Iceland rushes to protect power plant over fears of volcanic eruption
Icelandic authorities were preparing to build defence walls on Tuesday around a geothermal power plant in the southwestern part of the country that they hope will protect it from lava flows amid concerns of an imminent volcanic eruption.
Seismic activity and underground lava flows intensified on the Reykjanes peninsula near the capital Reykjavik over the weekend, prompting authorities to evacuate nearly 4,000 people from the fishing town of Grindavik on Saturday.
The probability of an eruption remained high despite a decrease in seismic activity, the Icelandic Meteorological Institute said in a statement on Tuesday.
Nearly 800 earthquakes were recorded in the area between midnight and noon on Tuesday, fewer than the two previous days, it said.
“Less seismic activity typically precedes an eruption, because you have come so close to the surface that you cannot build up a lot of tension to trigger large earthquakes,” said Rikke Pedersen, who heads the Nordic Volcanological Centre based in Reykjavik.

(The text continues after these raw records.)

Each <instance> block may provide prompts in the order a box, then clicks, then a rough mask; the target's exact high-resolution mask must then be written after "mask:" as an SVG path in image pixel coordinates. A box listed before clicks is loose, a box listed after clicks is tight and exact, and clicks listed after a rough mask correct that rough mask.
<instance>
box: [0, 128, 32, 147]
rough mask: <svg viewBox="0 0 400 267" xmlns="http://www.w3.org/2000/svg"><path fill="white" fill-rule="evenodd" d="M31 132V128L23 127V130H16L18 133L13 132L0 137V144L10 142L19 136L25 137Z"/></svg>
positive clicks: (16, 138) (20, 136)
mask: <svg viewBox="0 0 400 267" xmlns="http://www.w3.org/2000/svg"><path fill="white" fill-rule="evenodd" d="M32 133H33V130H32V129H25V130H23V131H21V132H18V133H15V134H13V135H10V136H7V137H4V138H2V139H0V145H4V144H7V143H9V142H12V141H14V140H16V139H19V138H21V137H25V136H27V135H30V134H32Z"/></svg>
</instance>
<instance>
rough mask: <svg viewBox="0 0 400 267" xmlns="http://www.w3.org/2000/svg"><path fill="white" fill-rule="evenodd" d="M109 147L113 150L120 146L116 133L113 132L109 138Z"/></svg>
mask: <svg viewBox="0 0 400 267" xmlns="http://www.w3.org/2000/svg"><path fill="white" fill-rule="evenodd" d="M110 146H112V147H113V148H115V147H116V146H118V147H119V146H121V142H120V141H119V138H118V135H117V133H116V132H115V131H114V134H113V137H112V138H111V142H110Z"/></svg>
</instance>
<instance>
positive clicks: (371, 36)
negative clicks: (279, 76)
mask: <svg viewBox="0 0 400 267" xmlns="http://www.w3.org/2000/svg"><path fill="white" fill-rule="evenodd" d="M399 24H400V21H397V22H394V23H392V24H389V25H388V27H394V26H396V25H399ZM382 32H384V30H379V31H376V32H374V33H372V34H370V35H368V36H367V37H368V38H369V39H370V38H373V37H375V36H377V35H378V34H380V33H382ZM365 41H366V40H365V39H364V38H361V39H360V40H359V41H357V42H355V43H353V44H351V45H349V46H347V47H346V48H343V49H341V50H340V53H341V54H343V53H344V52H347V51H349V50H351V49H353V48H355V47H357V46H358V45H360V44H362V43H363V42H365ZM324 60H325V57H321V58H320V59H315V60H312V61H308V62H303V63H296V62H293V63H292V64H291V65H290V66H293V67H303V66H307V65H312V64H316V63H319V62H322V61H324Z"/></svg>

“It should never be taken as a sign that an outbreak is not on the way,” she said.
Authorities said they were preparing to construct a large dyke designed to divert lava flows around the Svartsengi geothermal power plant, located just over six kilometres from Grindavik.
Iceland’s Justice Minister Gudrun Hafsteinsdottir told state broadcaster RUV that equipment and materials that could fill 20,000 trucks were being moved to the plant.
Construction of the protective dyke around the power station was awaiting formal approval from the government.
A spokesperson for HS Orka, operator of the power plant, said the plant supplies power to the entire country, although a disruption would not effect power supply to the capital Reykjavik.
Deserted town nearby
Almost all of Grindavik’s 3,800 inhabitants, who were evacuated over the weekend, were briefly allowed back in on Monday and Tuesday to collect their belongings, the Icelandic department of civil protection and emergency management said.
In Grindavik, long cracks ran through the town centre, leaving its main street impassable, while steam could be seen rising from the ground.
Some of the houses still had their lights on, but the town was deserted beyond the odd car and a handful of locals there to collect their most important belongings before Grindavik was once again declared out of bounds.
Grindavik resident Kristin Maria Birgisdottir, who works for the town municipality, told Reuters on Tuesday she only had the clothes she had worn for work on the day the town was evacuated.
“I’m getting prepared in case I get a chance to visit my house and get some of my belongings,” said Birgisdottir, who has moved to a summer house with her family.
Some residents had to be driven into Grindavik in emergency responders’ cars, while most inhabitants were allowed to drive into Grindavik in their private cars accompanied by emergency personnel.
Most pets and farm animals had been rescued from Grindavik by Monday night, according to charity Dyrfinna.